6 Not-so-obvious Tech Predictions | Hacker Noon


Periklis Gkolias Hacker Noon profile picture

By the time of writing of this article everyone knows, the "technologies of the future" as listed from various mainstream media. And I agree with most of them. It is worth discussing a few not-so-obvious, though. I expect my "predictions" to be fulfilled by 2030.

Please note that these are my personal views. The views are built according to my understanding of how technology (and society) evolves. I am by no means a psychic, so reality might prove me wrong.

1. Blockchain will end bureaucracy

Unless you have been in a coma for the past decade, you should have heard about blockchain. In two sentences, blockchain is a technology that helps someone confirm that an action has taken place. No one can alter the action or the source of truth, at least not in an illegitimate way.
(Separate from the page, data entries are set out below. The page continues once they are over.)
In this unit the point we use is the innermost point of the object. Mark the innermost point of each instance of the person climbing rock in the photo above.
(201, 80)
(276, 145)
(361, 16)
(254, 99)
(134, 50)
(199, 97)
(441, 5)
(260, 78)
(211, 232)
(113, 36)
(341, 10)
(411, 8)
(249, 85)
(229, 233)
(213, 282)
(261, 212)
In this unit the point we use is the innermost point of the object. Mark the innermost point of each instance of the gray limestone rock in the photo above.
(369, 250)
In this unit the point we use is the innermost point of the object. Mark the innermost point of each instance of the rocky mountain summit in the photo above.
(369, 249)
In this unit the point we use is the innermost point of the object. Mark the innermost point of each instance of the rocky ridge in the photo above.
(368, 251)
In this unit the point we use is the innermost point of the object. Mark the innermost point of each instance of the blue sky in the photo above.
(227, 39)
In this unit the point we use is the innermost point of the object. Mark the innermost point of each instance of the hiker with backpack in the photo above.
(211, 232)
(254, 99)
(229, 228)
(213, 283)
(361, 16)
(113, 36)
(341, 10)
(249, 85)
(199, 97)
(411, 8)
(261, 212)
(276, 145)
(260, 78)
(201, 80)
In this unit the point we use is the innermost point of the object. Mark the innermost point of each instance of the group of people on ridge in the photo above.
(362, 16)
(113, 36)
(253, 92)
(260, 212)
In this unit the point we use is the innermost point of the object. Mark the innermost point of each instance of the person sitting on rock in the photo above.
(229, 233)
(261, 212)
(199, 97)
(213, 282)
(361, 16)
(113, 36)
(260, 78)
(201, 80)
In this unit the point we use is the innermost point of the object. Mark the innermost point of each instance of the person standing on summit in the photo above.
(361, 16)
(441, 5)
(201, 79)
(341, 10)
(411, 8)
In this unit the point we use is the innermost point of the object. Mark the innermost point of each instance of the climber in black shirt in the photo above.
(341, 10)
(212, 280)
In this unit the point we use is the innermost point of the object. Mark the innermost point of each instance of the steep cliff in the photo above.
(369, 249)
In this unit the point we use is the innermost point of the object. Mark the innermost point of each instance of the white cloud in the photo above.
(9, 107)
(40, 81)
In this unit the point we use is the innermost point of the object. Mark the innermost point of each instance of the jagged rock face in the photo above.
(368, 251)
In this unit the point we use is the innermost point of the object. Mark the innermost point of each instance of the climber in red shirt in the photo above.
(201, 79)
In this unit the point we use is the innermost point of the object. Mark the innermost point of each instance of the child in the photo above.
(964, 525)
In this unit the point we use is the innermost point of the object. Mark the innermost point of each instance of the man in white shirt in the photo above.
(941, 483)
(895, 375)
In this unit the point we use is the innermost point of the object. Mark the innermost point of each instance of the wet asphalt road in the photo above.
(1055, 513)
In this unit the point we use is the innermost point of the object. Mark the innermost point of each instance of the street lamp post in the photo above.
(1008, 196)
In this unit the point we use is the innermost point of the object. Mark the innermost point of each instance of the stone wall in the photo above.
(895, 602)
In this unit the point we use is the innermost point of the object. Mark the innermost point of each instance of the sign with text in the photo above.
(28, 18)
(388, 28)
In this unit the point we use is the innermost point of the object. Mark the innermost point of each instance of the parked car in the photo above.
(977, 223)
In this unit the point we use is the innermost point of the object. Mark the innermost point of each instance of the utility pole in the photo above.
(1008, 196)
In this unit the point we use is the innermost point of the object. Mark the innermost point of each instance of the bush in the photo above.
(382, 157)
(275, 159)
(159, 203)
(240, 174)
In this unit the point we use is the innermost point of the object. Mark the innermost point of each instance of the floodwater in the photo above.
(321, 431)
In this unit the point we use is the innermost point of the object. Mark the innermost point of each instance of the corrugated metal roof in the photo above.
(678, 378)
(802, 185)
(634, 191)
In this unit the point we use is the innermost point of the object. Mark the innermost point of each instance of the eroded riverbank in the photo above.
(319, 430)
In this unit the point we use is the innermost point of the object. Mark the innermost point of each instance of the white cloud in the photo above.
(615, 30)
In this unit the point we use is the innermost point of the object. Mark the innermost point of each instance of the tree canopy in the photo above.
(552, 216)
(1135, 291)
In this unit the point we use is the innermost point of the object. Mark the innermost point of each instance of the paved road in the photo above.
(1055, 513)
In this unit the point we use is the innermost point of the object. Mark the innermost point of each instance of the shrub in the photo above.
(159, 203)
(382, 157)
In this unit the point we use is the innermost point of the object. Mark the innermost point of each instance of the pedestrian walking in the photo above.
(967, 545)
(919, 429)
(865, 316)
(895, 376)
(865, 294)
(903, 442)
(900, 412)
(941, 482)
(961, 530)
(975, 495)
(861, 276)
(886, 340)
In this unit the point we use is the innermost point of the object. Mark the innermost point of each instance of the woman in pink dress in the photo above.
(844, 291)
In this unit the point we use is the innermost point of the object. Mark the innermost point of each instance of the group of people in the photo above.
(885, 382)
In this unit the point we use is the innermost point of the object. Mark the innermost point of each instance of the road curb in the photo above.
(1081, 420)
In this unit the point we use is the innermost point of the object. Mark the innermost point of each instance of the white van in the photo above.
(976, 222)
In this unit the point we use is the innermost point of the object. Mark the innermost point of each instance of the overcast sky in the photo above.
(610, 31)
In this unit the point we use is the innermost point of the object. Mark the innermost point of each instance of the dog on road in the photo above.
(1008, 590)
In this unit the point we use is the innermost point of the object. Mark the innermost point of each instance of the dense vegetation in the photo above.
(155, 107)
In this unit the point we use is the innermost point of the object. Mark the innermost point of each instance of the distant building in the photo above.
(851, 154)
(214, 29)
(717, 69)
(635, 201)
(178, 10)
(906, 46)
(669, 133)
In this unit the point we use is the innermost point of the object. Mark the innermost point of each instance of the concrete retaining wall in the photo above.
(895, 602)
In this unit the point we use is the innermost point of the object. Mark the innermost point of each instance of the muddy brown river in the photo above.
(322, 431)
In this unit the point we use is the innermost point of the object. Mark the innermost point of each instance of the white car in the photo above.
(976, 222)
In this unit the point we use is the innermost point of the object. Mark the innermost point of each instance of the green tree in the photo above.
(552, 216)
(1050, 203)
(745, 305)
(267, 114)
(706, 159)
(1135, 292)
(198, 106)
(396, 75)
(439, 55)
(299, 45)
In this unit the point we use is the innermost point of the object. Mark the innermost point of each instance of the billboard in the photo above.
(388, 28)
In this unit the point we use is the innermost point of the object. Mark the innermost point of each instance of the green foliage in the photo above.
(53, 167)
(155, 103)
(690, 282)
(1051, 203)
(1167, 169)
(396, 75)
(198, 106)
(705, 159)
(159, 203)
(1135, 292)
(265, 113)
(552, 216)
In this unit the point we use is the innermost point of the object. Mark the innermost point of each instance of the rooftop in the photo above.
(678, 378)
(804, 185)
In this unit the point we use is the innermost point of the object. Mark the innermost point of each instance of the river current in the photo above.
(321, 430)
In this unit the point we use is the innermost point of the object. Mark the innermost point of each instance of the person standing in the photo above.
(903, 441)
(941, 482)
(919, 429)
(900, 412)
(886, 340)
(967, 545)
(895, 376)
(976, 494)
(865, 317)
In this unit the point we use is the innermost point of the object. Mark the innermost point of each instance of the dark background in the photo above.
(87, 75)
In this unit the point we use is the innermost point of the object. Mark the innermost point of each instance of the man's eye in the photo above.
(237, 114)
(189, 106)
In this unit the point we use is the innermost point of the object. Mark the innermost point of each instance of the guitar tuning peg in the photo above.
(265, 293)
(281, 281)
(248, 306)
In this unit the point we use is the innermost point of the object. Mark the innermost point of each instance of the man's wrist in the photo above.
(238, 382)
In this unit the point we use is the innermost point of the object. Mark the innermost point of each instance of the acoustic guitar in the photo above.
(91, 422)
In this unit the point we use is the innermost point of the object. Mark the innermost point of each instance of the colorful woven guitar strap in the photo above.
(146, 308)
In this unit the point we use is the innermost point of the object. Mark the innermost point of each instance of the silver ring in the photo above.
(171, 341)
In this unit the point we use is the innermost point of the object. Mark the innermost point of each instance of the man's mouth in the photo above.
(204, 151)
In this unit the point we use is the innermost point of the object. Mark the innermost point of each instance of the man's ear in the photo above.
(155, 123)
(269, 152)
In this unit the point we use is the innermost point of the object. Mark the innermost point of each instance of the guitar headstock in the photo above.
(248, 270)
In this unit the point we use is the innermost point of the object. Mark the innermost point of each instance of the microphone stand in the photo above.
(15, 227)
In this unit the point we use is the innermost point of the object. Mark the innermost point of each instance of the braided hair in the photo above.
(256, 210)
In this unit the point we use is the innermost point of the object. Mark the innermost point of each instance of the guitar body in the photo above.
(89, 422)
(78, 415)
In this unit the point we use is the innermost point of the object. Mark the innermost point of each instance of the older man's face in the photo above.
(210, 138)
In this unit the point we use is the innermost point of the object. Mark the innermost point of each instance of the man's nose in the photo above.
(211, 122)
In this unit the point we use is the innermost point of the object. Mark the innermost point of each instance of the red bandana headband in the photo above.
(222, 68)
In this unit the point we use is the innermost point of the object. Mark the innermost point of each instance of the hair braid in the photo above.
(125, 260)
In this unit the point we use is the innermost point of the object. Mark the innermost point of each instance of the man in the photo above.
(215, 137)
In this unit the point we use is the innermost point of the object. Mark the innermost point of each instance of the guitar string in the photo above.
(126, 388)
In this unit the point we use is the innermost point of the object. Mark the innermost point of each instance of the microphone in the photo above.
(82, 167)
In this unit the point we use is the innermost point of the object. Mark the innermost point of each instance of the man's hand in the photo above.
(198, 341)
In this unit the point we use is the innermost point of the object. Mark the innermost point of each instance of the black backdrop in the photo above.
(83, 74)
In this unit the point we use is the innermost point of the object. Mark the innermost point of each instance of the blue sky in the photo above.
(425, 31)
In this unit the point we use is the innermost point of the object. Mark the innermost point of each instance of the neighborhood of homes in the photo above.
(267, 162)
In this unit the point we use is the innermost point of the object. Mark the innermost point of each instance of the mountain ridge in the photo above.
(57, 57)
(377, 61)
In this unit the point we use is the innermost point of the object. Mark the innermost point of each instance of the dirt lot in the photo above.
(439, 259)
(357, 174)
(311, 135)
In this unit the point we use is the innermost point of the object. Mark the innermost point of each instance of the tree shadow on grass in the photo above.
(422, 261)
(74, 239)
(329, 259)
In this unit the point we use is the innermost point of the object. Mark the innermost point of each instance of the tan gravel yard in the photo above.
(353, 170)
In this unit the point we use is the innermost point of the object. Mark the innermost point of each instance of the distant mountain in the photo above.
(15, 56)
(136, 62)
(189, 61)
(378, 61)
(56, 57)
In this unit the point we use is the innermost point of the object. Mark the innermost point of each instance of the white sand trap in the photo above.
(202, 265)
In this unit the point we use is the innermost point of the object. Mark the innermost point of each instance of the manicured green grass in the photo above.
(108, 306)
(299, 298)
The most popular blockchain-based application is bitcoin. However, various domains can benefit from blockchain.

A very interesting case is checking out from a hotel without the need for a receptionist. That will happen with the help of applications that run on blockchains, called smart contracts. When the time has passed and you have not returned the keys to a special vault - alarms will start ringing. Or, if the rent has not been deposited on time, consequences will fire (e.g., late interest). If you have worked with services like IFTT, you know what I mean.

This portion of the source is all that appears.